While I don't disagree that it could be mounted I would really want to know what you would use it for and it's size to see if it is capable/safe. Just saying. Do you have a model number available?


----------



## mgmine (Jan 16, 2012)

All you need is a router plate which you can get from Amazon or Ebay. The plate will have countersunk holes in it so all you need to do is to drill holes in your router plate and bolt the two together.


----------



## TenGees (Sep 12, 2012)

I agree with Steve (sreilly). To me, it looks like a zip saw or roto tool which is probably most commonly used for cutouts in drywall etc. You will likely be limited in what bits you can use and the materials you can cut. It could be useful in a table for craft-like projects or save the table for when you make another trip to the folks and get the bigger one. If you do a image search for DIY dremel table you may get some ideas. Or screw it on like John said and you'd be able to use the adjustments built into its base.


----------



## ScottyDBQ (Jul 5, 2008)

I agree with Steve and TenGees; Actually it looks a lot like a Craftsman rotary tool I had. My tool had a plunge type "router" base also. As I recall it was limited to bits with a pretty small shaft diameter. I would first look at what size bits you're going to be limited to and then look at how deep of a cut you can make once this is mounted in the table. For example, if you have a three-quarter inch thick table and you screw this base to the table, the usable part of a bit might get pretty short. However, if you mount this tool to an acrylic or aluminum base, and that base mounts in a three-quarter inch thick top, You will have less thickness to go through before your bit starts working. I would check on Amazon and eBay and see what size bits you can get for a craftsman rotary tool which is what I believe they called this. You may find that this tool will only work with 1/8 inch and 3/32 inch bits. Once you determine how big a bit you can use, you can determine whether this tool is going to be big enough for your projects.

I have a Bosch trim router and I would consider the craftsman Rotary tool that I have to be something other than a trim router, at least compared to the Bosch Colt. The Bosch will take quarter-inch bits and the tool has a much more powerful motor.
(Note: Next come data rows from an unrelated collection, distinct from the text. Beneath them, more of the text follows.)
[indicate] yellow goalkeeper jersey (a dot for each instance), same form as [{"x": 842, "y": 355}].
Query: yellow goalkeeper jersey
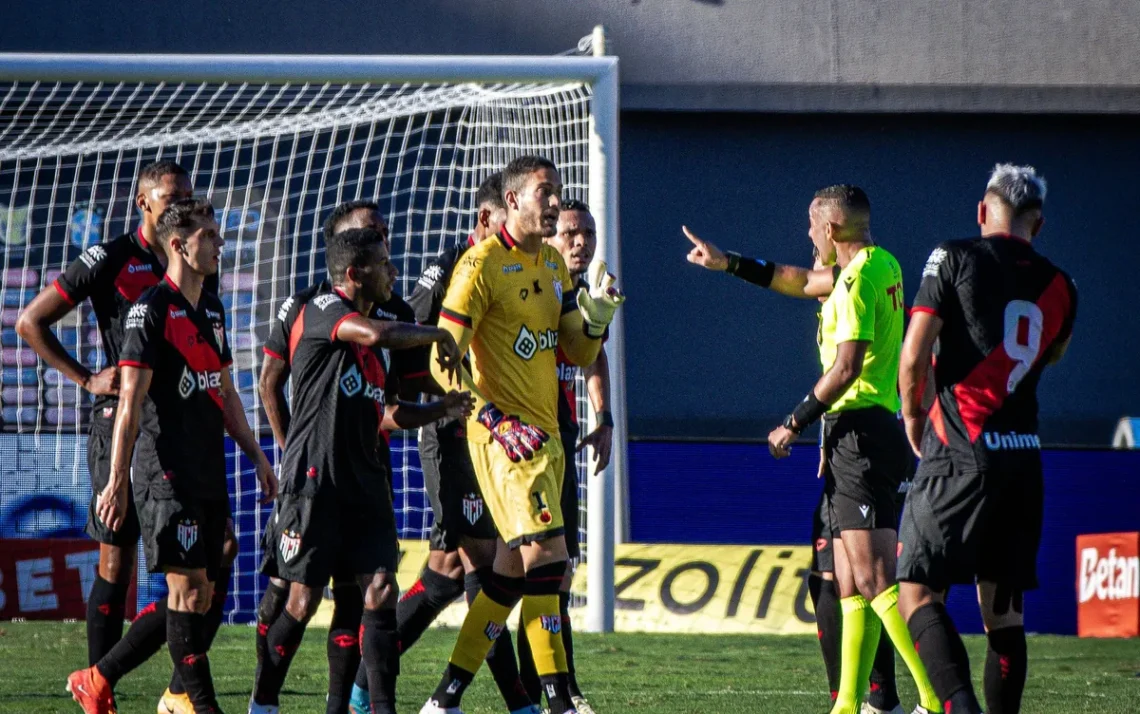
[{"x": 512, "y": 301}]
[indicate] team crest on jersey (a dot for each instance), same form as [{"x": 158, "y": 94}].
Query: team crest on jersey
[
  {"x": 291, "y": 544},
  {"x": 472, "y": 508},
  {"x": 551, "y": 623},
  {"x": 187, "y": 533}
]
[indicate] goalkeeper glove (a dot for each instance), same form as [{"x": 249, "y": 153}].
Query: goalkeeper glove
[
  {"x": 519, "y": 439},
  {"x": 600, "y": 301}
]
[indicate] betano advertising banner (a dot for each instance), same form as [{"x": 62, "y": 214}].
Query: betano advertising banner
[{"x": 697, "y": 589}]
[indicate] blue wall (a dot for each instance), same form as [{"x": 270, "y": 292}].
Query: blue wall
[
  {"x": 711, "y": 356},
  {"x": 737, "y": 493}
]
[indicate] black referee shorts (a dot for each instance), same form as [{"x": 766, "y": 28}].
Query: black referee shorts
[{"x": 868, "y": 457}]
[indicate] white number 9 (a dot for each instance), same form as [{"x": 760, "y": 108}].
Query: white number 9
[{"x": 1025, "y": 353}]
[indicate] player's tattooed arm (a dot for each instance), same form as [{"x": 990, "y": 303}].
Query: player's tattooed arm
[
  {"x": 237, "y": 427},
  {"x": 271, "y": 388},
  {"x": 791, "y": 281},
  {"x": 111, "y": 506},
  {"x": 412, "y": 415},
  {"x": 34, "y": 326},
  {"x": 914, "y": 374}
]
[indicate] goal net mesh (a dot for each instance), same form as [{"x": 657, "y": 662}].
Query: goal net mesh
[{"x": 275, "y": 160}]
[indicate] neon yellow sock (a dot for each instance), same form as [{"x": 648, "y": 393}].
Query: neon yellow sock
[
  {"x": 857, "y": 643},
  {"x": 485, "y": 618},
  {"x": 886, "y": 607}
]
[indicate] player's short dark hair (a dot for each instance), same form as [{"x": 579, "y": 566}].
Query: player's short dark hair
[
  {"x": 350, "y": 248},
  {"x": 343, "y": 211},
  {"x": 182, "y": 217},
  {"x": 518, "y": 171},
  {"x": 154, "y": 172},
  {"x": 848, "y": 197},
  {"x": 490, "y": 192}
]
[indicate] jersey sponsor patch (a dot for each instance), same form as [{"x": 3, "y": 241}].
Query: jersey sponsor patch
[{"x": 92, "y": 256}]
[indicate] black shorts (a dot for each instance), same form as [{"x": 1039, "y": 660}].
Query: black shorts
[
  {"x": 312, "y": 536},
  {"x": 98, "y": 465},
  {"x": 456, "y": 500},
  {"x": 571, "y": 514},
  {"x": 866, "y": 459},
  {"x": 960, "y": 526},
  {"x": 180, "y": 530}
]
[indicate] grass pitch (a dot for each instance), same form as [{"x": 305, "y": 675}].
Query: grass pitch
[{"x": 659, "y": 673}]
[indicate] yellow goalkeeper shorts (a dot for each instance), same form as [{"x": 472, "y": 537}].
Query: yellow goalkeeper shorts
[{"x": 523, "y": 499}]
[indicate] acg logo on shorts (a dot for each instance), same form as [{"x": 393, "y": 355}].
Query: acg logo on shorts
[{"x": 528, "y": 343}]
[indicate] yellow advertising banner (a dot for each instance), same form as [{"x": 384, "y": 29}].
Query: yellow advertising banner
[{"x": 700, "y": 589}]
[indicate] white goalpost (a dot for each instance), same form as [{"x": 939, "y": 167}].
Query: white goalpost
[{"x": 276, "y": 142}]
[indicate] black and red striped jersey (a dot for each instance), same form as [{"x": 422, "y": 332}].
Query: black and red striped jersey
[
  {"x": 186, "y": 349},
  {"x": 339, "y": 397},
  {"x": 1004, "y": 309},
  {"x": 114, "y": 274}
]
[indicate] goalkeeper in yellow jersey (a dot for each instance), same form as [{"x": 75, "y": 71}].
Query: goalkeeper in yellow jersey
[{"x": 512, "y": 305}]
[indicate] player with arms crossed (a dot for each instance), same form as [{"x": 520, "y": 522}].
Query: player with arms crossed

I would see what size bits this tool can take first, then see if it's got the power and depth to do what you want.


----------



## old55 (Aug 11, 2013)

Welcome to the forum.


----------



## johnjory (Sep 19, 2013)

Your router is a small hand held one that should work very well free hand and likely uses 1/8" shank bits like Dremel. I would not use it mounted in a router table. Most routers mounted in a table are at least 2HP to 3HP units.


----------



## RiovistaAndy (Feb 20, 2019)

John Smith_ said:


> welcome to the forum !!
> for me, I would drill some holes through the base plate and corresponding countersunk holes in the table top for a few 1/4-20 machine screws and lock nuts. do you think that's possible ? can we see photos of where you are going to mount it ?
> View attachment 399426
> 
> ...


That's what I did with my mini. It was a lot easier than it sounds.


----------



## DIYqueen (Aug 29, 2021)

John Smith_ said:


> welcome to the forum !!
> for me, I would drill some holes through the base plate and corresponding countersunk holes in the table top for a few 1/4-20 machine screws and lock nuts. do you think that's possible ? can we see photos of where you are going to mount it ?
> View attachment 399426


thanks for the advise, however I just bit the bullet and bought a new router. Now all I need to do is find a router table plate that works with my new one. That is my newest issue, finding one. The new router is on its way, but I need to find a template of where the holes are on it. (Skil 14 amp fixed and plunge router combo)

thanks for commenting!


----------



## DIYqueen (Aug 29, 2021)

RiovistaAndy said:


> That's what I did with my mini. It was a lot easier than it sounds.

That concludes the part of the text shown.